Soucieux des réalités que subsument les caractéristiques sociales isolées (les variables), on peut prêter attention aux habitudes lectorales constituées antérieurement par les enquêtés, et aux spécificités des textes lus et étudiés. Celles-ci constituent les différents éléments qui déterminent la mobilisation inopportune, et plus ou moins préjudi­ciable, d’habitudes lectorales pragmatiques en contexte scolaire :

  • les textes n’opposent pas aux enquêtés de difficultés de compréhension (par projection et quiproquo ou non) et sont saisis à partir de leur ressemblance avec des textes que les lecteurs ont l’habitude d’appréhender de façon pragmatique ou évoquant des réalités que les lecteurs connaissent parce qu’ils les ont lues ou vécues ;
  • des habitudes lectorales pragmatiques fortes réinvesties en dépit des consignes lectorales analytiques : les lecteurs se laissent prendre au jeu de la participation narrative, se saisissent des textes dans une perspective éthico-pratique, ou les comprennent par projection en référence à des expériences vécues ou lues ;
  • parfois un moindre sens de la pertinence contextuelle et une moindre maîtrise des savoirs et savoir-faire empêchent de répondre aux consignes lectorales analytiques.
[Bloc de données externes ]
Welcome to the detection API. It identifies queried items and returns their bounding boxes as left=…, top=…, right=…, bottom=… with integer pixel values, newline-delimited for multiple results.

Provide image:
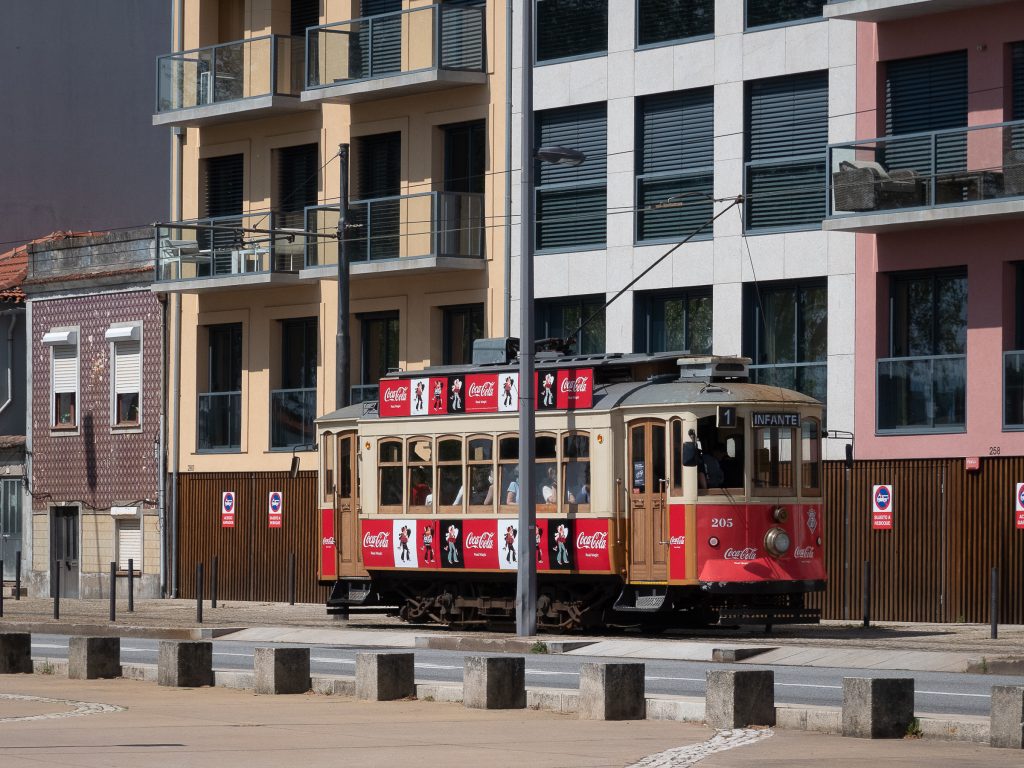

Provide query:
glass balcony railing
left=157, top=35, right=305, bottom=115
left=827, top=121, right=1024, bottom=216
left=151, top=213, right=303, bottom=282
left=196, top=392, right=242, bottom=452
left=876, top=354, right=967, bottom=433
left=270, top=387, right=316, bottom=449
left=305, top=191, right=483, bottom=266
left=306, top=5, right=484, bottom=89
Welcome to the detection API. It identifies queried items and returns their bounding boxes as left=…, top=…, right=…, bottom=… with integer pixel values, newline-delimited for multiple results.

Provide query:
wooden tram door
left=335, top=432, right=367, bottom=577
left=629, top=420, right=669, bottom=582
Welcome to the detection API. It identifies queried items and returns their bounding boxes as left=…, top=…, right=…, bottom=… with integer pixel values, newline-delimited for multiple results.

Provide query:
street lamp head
left=534, top=146, right=587, bottom=168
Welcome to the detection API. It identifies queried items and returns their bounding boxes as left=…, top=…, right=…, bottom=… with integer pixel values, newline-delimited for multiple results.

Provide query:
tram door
left=629, top=420, right=669, bottom=582
left=336, top=432, right=366, bottom=577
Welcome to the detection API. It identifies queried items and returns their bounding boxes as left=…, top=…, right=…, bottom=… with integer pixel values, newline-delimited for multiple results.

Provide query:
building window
left=535, top=0, right=608, bottom=62
left=878, top=269, right=967, bottom=432
left=636, top=88, right=715, bottom=242
left=105, top=323, right=142, bottom=427
left=352, top=312, right=398, bottom=402
left=535, top=103, right=608, bottom=251
left=633, top=289, right=712, bottom=354
left=43, top=328, right=79, bottom=429
left=537, top=295, right=604, bottom=354
left=270, top=317, right=318, bottom=449
left=637, top=0, right=715, bottom=45
left=196, top=323, right=242, bottom=452
left=441, top=304, right=484, bottom=366
left=746, top=0, right=828, bottom=29
left=743, top=282, right=828, bottom=402
left=745, top=72, right=828, bottom=230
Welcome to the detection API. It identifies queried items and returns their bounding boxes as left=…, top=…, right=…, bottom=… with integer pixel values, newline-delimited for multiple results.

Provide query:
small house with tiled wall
left=25, top=229, right=165, bottom=598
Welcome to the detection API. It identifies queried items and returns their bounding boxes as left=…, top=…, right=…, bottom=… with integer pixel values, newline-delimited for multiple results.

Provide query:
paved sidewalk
left=0, top=675, right=1021, bottom=768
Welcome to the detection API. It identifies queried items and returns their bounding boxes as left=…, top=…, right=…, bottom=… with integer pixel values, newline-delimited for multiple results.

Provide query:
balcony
left=196, top=392, right=242, bottom=453
left=153, top=212, right=303, bottom=293
left=876, top=354, right=967, bottom=434
left=822, top=121, right=1024, bottom=232
left=270, top=387, right=316, bottom=450
left=302, top=5, right=486, bottom=103
left=153, top=35, right=313, bottom=125
left=302, top=191, right=484, bottom=278
left=824, top=0, right=1007, bottom=23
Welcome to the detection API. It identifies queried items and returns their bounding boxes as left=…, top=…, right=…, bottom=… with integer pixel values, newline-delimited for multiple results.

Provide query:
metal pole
left=988, top=568, right=999, bottom=640
left=334, top=144, right=352, bottom=409
left=515, top=0, right=537, bottom=637
left=111, top=561, right=118, bottom=622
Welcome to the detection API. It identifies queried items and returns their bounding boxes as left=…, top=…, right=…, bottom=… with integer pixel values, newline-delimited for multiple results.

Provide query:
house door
left=50, top=507, right=79, bottom=598
left=629, top=420, right=669, bottom=582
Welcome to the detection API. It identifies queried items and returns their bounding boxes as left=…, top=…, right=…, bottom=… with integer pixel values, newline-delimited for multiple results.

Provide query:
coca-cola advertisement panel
left=361, top=520, right=395, bottom=568
left=574, top=518, right=611, bottom=571
left=321, top=507, right=338, bottom=579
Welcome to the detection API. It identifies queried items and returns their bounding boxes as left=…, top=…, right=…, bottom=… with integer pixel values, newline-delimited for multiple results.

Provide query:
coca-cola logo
left=725, top=547, right=758, bottom=560
left=384, top=387, right=409, bottom=402
left=362, top=530, right=391, bottom=549
left=466, top=381, right=495, bottom=397
left=466, top=530, right=495, bottom=549
left=562, top=376, right=590, bottom=393
left=577, top=530, right=608, bottom=549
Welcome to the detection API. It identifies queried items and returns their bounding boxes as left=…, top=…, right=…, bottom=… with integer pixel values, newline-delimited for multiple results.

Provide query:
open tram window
left=377, top=440, right=402, bottom=507
left=562, top=432, right=590, bottom=511
left=754, top=427, right=794, bottom=494
left=800, top=419, right=821, bottom=496
left=466, top=437, right=495, bottom=512
left=437, top=437, right=466, bottom=511
left=408, top=437, right=434, bottom=514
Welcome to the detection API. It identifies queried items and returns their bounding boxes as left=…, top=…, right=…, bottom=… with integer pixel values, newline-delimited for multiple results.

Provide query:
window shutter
left=118, top=518, right=142, bottom=570
left=53, top=344, right=78, bottom=393
left=114, top=341, right=142, bottom=394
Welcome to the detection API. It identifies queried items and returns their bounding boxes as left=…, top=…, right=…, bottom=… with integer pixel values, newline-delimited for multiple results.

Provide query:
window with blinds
left=636, top=88, right=715, bottom=242
left=51, top=344, right=78, bottom=428
left=114, top=340, right=142, bottom=427
left=535, top=102, right=608, bottom=251
left=745, top=72, right=828, bottom=230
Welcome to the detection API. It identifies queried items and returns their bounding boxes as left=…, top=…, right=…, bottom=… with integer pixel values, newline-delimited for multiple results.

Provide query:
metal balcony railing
left=270, top=387, right=316, bottom=449
left=157, top=212, right=303, bottom=282
left=876, top=354, right=967, bottom=433
left=196, top=392, right=242, bottom=452
left=157, top=35, right=305, bottom=115
left=827, top=120, right=1024, bottom=216
left=306, top=5, right=484, bottom=89
left=305, top=191, right=483, bottom=266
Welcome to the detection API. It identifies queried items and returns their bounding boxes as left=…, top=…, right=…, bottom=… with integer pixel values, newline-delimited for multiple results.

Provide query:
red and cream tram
left=317, top=354, right=825, bottom=631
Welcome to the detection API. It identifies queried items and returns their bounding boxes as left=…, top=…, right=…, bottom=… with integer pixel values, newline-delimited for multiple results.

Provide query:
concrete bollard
left=253, top=647, right=311, bottom=693
left=157, top=640, right=213, bottom=688
left=355, top=653, right=416, bottom=701
left=68, top=637, right=121, bottom=680
left=705, top=670, right=775, bottom=728
left=842, top=677, right=913, bottom=738
left=988, top=685, right=1024, bottom=750
left=0, top=632, right=32, bottom=675
left=462, top=656, right=526, bottom=710
left=579, top=664, right=647, bottom=720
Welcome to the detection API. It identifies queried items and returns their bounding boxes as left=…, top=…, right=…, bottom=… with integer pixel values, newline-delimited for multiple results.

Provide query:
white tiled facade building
left=510, top=0, right=856, bottom=458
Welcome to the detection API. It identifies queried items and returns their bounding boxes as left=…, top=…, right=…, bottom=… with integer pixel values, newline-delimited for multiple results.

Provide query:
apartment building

Certains enquêtés insistent sur le fait d’avoir agi « malgré eux » ; d’autres revendiquent la légitimité de leur appréhension et contestent les consignes lectorales lycéennes ou les propositions interprétatives professorales.

Pour approcher l’articulation des différents éléments favorisant des réactivations d’appréhensions pragmatiques des textes, on s’est attaché à reconstruire des cas de lecture. La diversité des cas présentés pointe le fait que les ressemblances entre textes et réactions lectorales sont liées aux habitudes constituées et ne sont pas inscrites dans les textes. Ces ressemblances ne correspondent pas forcément à celles reconnues scolairement.

Notes
1162.

P. Bourdieu, Le Sens pratique, op. cit., p. 93-94.

1163.

F. de Singly, Les Jeunes et la lecture, op. cit., p. 144.